The New York Times Book Review noted that there are "many bold moves in Gunty's dense, prismatic and often mesmerizing debut, a novel of impressive scope and specificity that falters mostly when it works too hard to wedge its storytelling into some broader notion of Big Ideas." They added, "its excesses also feel generous: defiant in the face of death, metaphysical exits or whatever comes next." The Guardian shared the sentiment, indicating that the novel "is almost over-blessed with ideas. Gunty doesn't quite balance the pieces of her story – she has a winning impulse for digression, but ... never quite settles into her sidebars.

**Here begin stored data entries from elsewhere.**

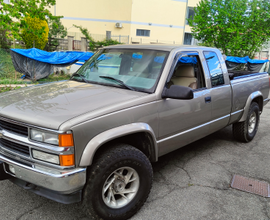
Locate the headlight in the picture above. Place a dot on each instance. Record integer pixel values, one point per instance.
(46, 137)
(52, 158)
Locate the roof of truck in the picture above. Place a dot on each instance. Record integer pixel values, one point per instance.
(166, 47)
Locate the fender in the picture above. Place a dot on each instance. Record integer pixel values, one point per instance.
(251, 97)
(102, 138)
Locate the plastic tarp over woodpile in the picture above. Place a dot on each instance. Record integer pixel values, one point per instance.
(252, 65)
(38, 64)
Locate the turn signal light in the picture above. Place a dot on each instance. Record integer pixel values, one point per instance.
(67, 160)
(66, 140)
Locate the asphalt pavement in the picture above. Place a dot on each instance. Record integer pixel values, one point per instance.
(190, 183)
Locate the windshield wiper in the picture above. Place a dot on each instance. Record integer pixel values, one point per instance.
(81, 76)
(119, 81)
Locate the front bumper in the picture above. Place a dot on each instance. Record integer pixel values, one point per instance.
(60, 181)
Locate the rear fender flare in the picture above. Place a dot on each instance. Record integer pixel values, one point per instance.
(251, 97)
(106, 136)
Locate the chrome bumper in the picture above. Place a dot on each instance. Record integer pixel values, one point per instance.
(61, 181)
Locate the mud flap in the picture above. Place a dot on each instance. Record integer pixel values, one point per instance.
(3, 174)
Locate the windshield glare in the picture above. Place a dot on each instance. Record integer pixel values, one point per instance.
(138, 69)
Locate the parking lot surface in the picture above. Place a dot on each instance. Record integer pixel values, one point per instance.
(190, 183)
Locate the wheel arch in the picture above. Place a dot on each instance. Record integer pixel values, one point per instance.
(253, 97)
(134, 134)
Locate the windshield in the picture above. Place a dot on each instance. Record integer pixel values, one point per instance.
(136, 69)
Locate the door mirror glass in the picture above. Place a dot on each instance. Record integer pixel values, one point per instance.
(177, 92)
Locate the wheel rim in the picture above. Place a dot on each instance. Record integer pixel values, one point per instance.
(252, 122)
(120, 187)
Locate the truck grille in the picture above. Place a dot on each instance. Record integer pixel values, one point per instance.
(14, 147)
(18, 129)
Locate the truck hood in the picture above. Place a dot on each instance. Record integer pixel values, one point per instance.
(50, 105)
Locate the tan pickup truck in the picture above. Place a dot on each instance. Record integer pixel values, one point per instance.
(93, 138)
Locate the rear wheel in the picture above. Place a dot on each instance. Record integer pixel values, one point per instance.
(119, 183)
(245, 131)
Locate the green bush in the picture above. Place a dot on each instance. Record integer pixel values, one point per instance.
(36, 33)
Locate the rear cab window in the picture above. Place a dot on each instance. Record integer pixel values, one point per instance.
(214, 66)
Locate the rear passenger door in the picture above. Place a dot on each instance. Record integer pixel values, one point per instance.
(183, 121)
(220, 93)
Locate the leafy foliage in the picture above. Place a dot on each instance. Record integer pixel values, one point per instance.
(94, 45)
(36, 33)
(3, 39)
(57, 30)
(12, 17)
(237, 27)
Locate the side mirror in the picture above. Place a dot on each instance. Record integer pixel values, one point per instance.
(177, 92)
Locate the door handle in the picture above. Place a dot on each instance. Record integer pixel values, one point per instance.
(207, 99)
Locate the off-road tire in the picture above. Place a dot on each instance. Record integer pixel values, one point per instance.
(117, 156)
(240, 129)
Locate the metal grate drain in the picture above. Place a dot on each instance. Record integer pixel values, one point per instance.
(250, 185)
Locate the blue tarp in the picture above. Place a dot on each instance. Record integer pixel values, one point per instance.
(244, 60)
(257, 61)
(56, 58)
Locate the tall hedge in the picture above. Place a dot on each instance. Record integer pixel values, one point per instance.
(36, 33)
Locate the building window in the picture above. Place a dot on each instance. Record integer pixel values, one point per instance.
(188, 39)
(141, 32)
(190, 14)
(214, 67)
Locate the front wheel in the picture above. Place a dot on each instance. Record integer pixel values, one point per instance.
(119, 183)
(245, 131)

The insistent nudges back to the main arc stop her novel from creating the sense of invisible clockwork that would make it perfectly satisfying."

Publishers Weekly ultimately named The Rabbit Hutch one of the top ten books of 2022, regardless of genre.

Kaveh Akbar named it as one of his inspirations when writing Martyr!.

== Awards ==

| Year | Award |  | Result | Ref |
| 2022 | Barnes & Noble Discover Award | — | Won |  |
| National Book Award | Fiction | Won |  |
| National Book Critics Circle Award | John Leonard Prize | Shortlisted |  |
| Waterstones Debut Fiction Prize | — | Won |  |
| 2023 | BookTube Prize | Fiction | Octofinalist |  |
| British Book Award | Début Fiction | Shortlisted |  |
| Mark Twain American Voice Award | — | Shortlisted |  |
| VCU Cabell First Novelist Award | — | Won |  |

==Adaptation==
The rights to produce a television show based on the novel were sold in November 2022.

== Sources ==
- Gunty, Tess. 2022. The Rabbit Hutch. Alfred A. Knopf, New York.